Based on the 3D simulation results, they adjusted the via arrangement and reduced the signal crosstalk to below -60dB, a 50% reduction from the previous generation.

In addition, through DOE matrix active simulation, the optimal solution for the combination of all corners of the channel was found, so that the computing power performance can be fully utilized.

Memory:It can be said to be the biggest advantage of general servers.

capacity

For a 4-way server, you only need to plug 8 32GB memory sticks into each CPU to easily reach 1TB. After fully plugged in, it can even be expanded to 16TB, supporting models with up to 1 trillion parameters.

bandwidth

When paired with DDR5 memory, a theoretical bandwidth of 4800MHz × 8bit × 8 channels × 4 chips ÷ 1024 = 1200GB/s can be achieved.
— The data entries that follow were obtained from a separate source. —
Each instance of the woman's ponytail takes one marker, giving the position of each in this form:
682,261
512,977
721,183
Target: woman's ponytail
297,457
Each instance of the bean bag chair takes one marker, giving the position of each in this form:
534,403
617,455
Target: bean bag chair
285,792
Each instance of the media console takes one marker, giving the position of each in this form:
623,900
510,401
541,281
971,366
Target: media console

The measured results show that the read bandwidth is 995GB/s, the write bandwidth is 423GB/s, and the read and write bandwidth is 437GB/s.

This data is not inferior to some GPUs or accelerator cards equipped with GDDR video memory.

But hardware alone is not enough

Relying solely on hardware innovation is far from enough. It is difficult for the CPU to perform large-scale parallel computing of large model algorithms.

As mentioned at the beginning, large models have very high requirements for communication bandwidth, whether it is data calculation, between computing units, or between computing units and memory.

If we calculate according to BF16 precision, in order to reduce the running delay of a trillion-scale model to less than 100ms, the communication bandwidth between the memory and the computing unit must be at least 2TB/s.

Moreover, general-purpose server processors are not suitable for large AI models that are designed based on accelerator cards that excel at large-scale parallel computing.

The reason is obvious: although the latter has highly versatile and high-performance computing cores, it does not have an environment for parallel work.

Generally speaking, a general-purpose server will first transfer the model's weights to a CPU, which will then connect to other CPUs in series to achieve the transmission of weight data.

However, since large models need to frequently move algorithm weights between memory and CPU during runtime, the consequence is that the bandwidth utilization between CPU and memory is low and the communication overhead is extremely high.

How to solve the problem? Use algorithm innovation

In response to the above challenges, Inspur Information proposed two technical innovations, "Tensor Parallel" and "NF4 Quantization", and successfully achieved real-time reasoning of the 100-billion-capacity model Yuan2.0-102B.

Based on the performance analysis results, we can clearly see the distribution of computation time for different parts of the model:

The linear layer running time accounts for 50%, the convolution running time accounts for 20%, the aggregation communication time accounts for 20%, and other calculations account for 10%.

Note that during the entire inference process, computation time accounts for 80%!

This is in stark contrast to AI accelerator cards that use multiple PCIe cards, where communication overhead can be as high as 50%, resulting in serious waste of computing power.

Yuan2.0-102B model reasoning performance analysis results

Tensor Parallelism

The so-called tensor parallelism is to first split the convolution operator into tensors, and then input the matrix calculation weights of the attention layer and feedforward layer in the large model into the memory of multiple processors respectively.

In this way, the four CPUs in a general-purpose server can obtain algorithm weights at the same time and accelerate calculations.

However, tensor parallelism divides model parameters at a finer granularity, requiring the CPU to synchronize data after each tensor calculation.

The full-link UPI bus interconnection technology mentioned above can fully meet this requirement (communication bandwidth is up to 16GT/s).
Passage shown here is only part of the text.